Many driving enthusiasts will disagree with this, but bear with me. Maybe we shouldn’t be driving at all. Sure, driving is freedom, and as started above, this is the land of the free. But are we really free when there are more cars on a single major suburban roadway than there are people living in all of Montana? Maybe driving in Montana speaks to freedom, but not so in many of our major cities.
In my practice, when working with individuals who deal with anger and anxiety issues, early on the talk early on will touch on their emotional reactions stemming from driving. A common theme seems to be emerging, specifically a feeling of lack of respect. Our cars are advertised as cocoons of luxury, able to shut everything out. And in our society, if one can afford luxury the assumption is one should be afforded respect. Advertising aside, many of my clients report feelings of loss of respect in the society as a whole. Couple this with the isolating effect of a sealed off automobile and one can easily gravitate towards self-interest, i.e. lack of consideration for others. It seems to boil down to simple math: How much you drive x How little respect you feel on the road = How angry you get while driving). To mitigate the effects of the equation, you can start by dividing by how much you prepare yourself mentally for the drive.
Driving on the open road is not the same as driving in rush hour traffic. For now, however, we’re looking at whether we’re evolutionarily equipped to drive in traffic. Our cars are powerful symbols of ourselves and highway or rural driving can be a very satisfying experience. City traffic is not designed for a road full of alpha drivers. As such, many individuals must work diligently at putting aside their instincts to dominate. There are many social settings in which we need to act in a more socially acceptable manner. It is driving, however, where our desires to be more socially acceptable seems to break down.
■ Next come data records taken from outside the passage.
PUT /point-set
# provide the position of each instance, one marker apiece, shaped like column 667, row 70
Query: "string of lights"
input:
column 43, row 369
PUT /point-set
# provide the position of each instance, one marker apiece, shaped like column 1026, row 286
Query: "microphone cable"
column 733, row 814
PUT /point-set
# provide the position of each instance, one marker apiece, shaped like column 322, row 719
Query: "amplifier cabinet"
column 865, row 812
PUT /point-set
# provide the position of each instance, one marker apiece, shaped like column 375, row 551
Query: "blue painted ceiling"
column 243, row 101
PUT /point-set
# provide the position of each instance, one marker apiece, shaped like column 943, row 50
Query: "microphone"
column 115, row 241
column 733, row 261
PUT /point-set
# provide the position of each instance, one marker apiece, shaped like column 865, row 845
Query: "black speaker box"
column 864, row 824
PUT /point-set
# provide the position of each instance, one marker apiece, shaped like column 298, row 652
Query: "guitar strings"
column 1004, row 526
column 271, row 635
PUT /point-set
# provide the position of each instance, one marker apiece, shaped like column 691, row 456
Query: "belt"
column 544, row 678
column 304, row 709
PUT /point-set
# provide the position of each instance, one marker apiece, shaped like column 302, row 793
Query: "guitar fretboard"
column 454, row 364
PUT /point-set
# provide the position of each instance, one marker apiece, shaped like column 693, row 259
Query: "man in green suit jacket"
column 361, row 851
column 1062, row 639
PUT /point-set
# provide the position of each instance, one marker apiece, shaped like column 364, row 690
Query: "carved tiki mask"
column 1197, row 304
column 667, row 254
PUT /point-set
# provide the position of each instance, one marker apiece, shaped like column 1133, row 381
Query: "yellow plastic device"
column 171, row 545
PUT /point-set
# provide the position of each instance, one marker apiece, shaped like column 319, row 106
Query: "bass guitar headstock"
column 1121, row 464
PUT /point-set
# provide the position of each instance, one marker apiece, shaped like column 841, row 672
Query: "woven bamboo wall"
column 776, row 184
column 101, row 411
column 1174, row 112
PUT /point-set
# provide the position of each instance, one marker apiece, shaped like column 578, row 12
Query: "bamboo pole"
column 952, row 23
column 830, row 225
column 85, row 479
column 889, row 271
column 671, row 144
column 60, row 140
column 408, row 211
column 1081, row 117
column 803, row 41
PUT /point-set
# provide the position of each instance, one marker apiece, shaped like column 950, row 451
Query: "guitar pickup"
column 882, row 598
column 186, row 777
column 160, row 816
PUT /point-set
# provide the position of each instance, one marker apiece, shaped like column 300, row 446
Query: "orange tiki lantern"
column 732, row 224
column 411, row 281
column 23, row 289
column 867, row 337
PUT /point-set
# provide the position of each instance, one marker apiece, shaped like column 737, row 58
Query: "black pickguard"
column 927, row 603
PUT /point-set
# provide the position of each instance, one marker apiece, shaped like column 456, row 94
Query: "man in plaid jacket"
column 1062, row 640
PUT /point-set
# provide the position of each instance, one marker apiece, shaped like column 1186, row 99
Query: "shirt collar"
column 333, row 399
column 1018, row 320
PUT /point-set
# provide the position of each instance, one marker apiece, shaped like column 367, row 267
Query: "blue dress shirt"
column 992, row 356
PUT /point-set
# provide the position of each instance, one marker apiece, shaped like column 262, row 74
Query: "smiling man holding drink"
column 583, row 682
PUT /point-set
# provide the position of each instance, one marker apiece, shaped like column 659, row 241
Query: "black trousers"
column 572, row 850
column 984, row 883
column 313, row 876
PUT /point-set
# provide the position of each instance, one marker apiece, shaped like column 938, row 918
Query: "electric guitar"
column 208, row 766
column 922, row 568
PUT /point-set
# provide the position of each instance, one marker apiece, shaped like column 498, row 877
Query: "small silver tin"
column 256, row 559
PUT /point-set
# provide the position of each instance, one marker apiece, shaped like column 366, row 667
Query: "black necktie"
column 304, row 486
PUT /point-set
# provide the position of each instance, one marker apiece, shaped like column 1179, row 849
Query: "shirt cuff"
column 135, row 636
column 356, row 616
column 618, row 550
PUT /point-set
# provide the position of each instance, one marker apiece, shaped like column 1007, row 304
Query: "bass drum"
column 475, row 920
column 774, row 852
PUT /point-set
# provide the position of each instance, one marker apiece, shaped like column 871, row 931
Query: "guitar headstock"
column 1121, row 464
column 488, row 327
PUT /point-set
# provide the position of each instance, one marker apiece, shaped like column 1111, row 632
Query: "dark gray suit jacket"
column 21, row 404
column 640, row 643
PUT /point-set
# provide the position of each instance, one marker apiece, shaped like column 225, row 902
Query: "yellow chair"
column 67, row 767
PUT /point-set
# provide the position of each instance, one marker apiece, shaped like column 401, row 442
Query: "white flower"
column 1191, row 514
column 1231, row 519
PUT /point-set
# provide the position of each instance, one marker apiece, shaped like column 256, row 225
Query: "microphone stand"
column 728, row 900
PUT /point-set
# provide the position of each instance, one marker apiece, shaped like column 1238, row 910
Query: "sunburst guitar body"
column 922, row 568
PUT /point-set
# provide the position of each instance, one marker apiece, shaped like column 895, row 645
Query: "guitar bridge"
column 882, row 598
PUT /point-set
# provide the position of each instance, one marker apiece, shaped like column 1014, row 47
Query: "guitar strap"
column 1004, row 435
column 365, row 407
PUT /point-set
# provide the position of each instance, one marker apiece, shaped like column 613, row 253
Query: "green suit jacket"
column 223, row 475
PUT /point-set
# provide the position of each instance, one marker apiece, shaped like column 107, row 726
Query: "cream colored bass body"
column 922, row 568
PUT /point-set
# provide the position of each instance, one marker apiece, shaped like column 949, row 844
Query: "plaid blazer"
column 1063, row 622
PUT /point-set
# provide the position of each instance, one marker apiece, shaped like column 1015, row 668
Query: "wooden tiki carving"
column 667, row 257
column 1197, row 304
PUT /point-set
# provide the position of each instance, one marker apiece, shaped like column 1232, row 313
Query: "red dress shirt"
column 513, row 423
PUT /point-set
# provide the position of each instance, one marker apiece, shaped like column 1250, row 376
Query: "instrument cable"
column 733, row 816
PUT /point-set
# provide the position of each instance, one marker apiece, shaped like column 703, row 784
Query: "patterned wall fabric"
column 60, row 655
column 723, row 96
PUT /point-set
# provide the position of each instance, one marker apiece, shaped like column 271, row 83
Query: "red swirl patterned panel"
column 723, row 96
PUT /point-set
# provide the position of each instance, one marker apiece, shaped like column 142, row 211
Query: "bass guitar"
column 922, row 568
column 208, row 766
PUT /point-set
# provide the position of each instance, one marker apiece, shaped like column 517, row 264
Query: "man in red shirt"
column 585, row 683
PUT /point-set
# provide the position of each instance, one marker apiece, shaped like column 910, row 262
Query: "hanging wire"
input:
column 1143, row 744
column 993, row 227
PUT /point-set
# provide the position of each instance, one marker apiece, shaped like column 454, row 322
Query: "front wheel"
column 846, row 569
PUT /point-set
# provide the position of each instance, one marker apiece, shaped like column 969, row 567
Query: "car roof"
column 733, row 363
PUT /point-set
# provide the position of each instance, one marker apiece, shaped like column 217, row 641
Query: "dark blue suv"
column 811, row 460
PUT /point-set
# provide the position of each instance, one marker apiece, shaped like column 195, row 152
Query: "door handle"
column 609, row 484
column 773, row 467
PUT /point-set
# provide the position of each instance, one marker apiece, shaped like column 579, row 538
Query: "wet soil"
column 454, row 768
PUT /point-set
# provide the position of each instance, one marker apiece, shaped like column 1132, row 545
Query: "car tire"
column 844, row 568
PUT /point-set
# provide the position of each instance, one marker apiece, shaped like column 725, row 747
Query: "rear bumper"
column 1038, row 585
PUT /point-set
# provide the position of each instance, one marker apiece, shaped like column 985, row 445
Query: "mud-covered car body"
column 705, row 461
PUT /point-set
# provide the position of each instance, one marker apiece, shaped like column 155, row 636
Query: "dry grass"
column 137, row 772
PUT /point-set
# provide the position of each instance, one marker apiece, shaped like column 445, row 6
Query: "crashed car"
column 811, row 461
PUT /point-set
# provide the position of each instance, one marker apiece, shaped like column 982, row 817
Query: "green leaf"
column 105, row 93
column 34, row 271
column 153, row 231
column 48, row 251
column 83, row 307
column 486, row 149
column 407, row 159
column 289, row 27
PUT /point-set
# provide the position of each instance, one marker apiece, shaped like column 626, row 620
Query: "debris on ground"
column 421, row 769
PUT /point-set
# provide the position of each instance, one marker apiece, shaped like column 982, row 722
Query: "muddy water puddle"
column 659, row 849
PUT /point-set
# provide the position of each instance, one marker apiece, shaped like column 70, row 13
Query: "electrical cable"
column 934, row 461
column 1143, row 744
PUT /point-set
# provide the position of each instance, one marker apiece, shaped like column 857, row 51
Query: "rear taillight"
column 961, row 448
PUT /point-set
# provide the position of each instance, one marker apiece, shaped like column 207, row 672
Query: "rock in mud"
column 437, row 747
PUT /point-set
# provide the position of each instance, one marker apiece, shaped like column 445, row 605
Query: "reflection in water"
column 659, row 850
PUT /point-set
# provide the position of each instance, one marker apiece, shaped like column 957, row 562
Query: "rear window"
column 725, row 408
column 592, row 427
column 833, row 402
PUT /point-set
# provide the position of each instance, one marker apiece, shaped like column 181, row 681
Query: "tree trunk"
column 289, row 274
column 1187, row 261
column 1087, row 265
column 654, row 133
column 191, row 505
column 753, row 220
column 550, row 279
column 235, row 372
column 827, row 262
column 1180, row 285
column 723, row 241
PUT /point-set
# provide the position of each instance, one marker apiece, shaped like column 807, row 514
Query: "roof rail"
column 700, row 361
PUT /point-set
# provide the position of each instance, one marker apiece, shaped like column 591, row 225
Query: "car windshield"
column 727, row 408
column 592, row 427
There are a couple tools drivers can use to help overcome the impulse towards anger while driving. Firstly, we all know, before we get in the car, that during our drive someone in front of us or near us will make a bad choice or delay us by not knowing what choice to make.
If we acknowledge this in advance we are then emotionally prepared for it. It is a fact of driving in the city that we will be delayed or narrowly escape a fender bender almost every time we get behind the wheel. So ask yourself: Why am I getting mad? If you allow enough time for the drive plus delays caused by others all you need do is take a deep breath and acknowledge that you knew it all along and you were ready for them. While we are not wired to be docile and non-frustrated during rush hour, it is by far to our greater good to try and remain calm to drive another day.